The cast comprised Sidney Poitier as Mark Thackeray, Christian Roberts as Bert Denham, Lulu as Barbara ‘Babs’ Pegg, Adrienne Posta as Moira Joseph, Judy Geeson as Pamela Dare and Suzy Kendall as Gillian Blanchard. The soundtrack was issued on Fontana TL 5446 and contained four songs by Lulu and two by the Mindbenders. In some ways this was a British equivalent of ‘The Blackboard Jungle’, but not as dark. It also featured one of that earlier film’s actors, Sidney Poitier, in the leading role. The musical content, rather than the ‘rebellious’ rock ‘n’ roll of Bill Haley & His Comets, mirrored the sentimentality of the film with Lulu’s rendition of the title song which became a No. 1 hit for her. Lulu also had a small acting role in the film and Manchester group The Mindbenders performed during the end-of-term school dance sequence with ‘Off and Running’ and ‘It’s Getting Harder All The Time.’ The story tells of a young African engineer from British Guyana, unable to find a post in his own profession, mainly because of colour prejudice, who becomes a teacher at North Quay Secondary, an East End school with a classroom of tough 16-year-old youngsters, disillusioned and rebellious because of the limited opportunities before them due to their environment and background.
Even on his first day he is warned of the problems he faces as his predecessor resigned because of the hostile attitude of the kids towards anyone in authority. Thackeray is initially frustrated by their apparent lack of interest and their disruption of his classes: they slam their desk tops, walk out of class without asking for permission and generally show a lack of interest in their lessons.
When he finds the girls burning tampons in the classroom stove he erupts, sends the boys out of the room and gives the girls a piece of his mind before retreating to the staff room where he feels guilty about losing his temper. As a result he then begins to use unorthodox teaching methods and builds up the youngsters' self respect, treating them as young adults and getting them involved in dialogue. When another teacher, Mr Bell, forces an overlarge boy to jump a hurdle when it is obviously beyond the lad’s capabilities, the boy falls and breaks the hurdle. Furious, another boy attacks the teacher with a broken piece of wood.
Thackeray intervenes, tells the teacher off and advises the boy that he shouldn’t lose his temper.

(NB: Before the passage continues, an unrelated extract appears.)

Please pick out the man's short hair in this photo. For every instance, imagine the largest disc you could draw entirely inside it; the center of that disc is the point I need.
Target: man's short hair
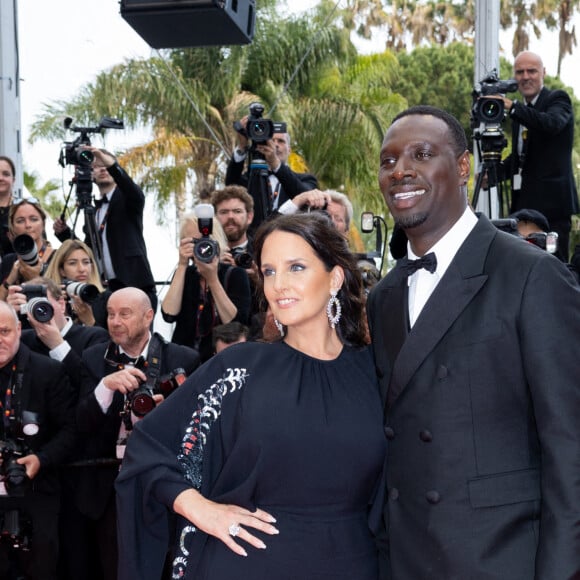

Denham, the most disruptive boy in the class challenges Thackeray to a boxing bout. Thackeray was once a Golden Gloves contender and floors him with a single blow. Thackeray helps him up and begins to gain the boy’s respect. Gradually, teaching his students as young adults and getting them to respect each other begins to pay rewards. There were other little sub-plots – the death of a boy’s mother, who is black, also indicates the racism of the time, but is overcome when the entire class attend the funeral.
Thackeray has a mild flirtation with Gillian, one of the other teachers and one of his students, Pamela, has a crush on him.When Thackeray receives a letter offering him a job with an engineering company, he has a decision to make: to work in his chosen profession, or to continue to communicate with youngsters and help them to be better prepared for their future. He decides to stay and at the end of term dance, he is paid a tribute when one of his students, Barbara, sings a song she has written about him, ‘To Sir With Love.’ After bidding his students farewell, he comes across a sullen youngster who declares, ‘I’m in your bleeding class next term’ and realises his work is cut out for him.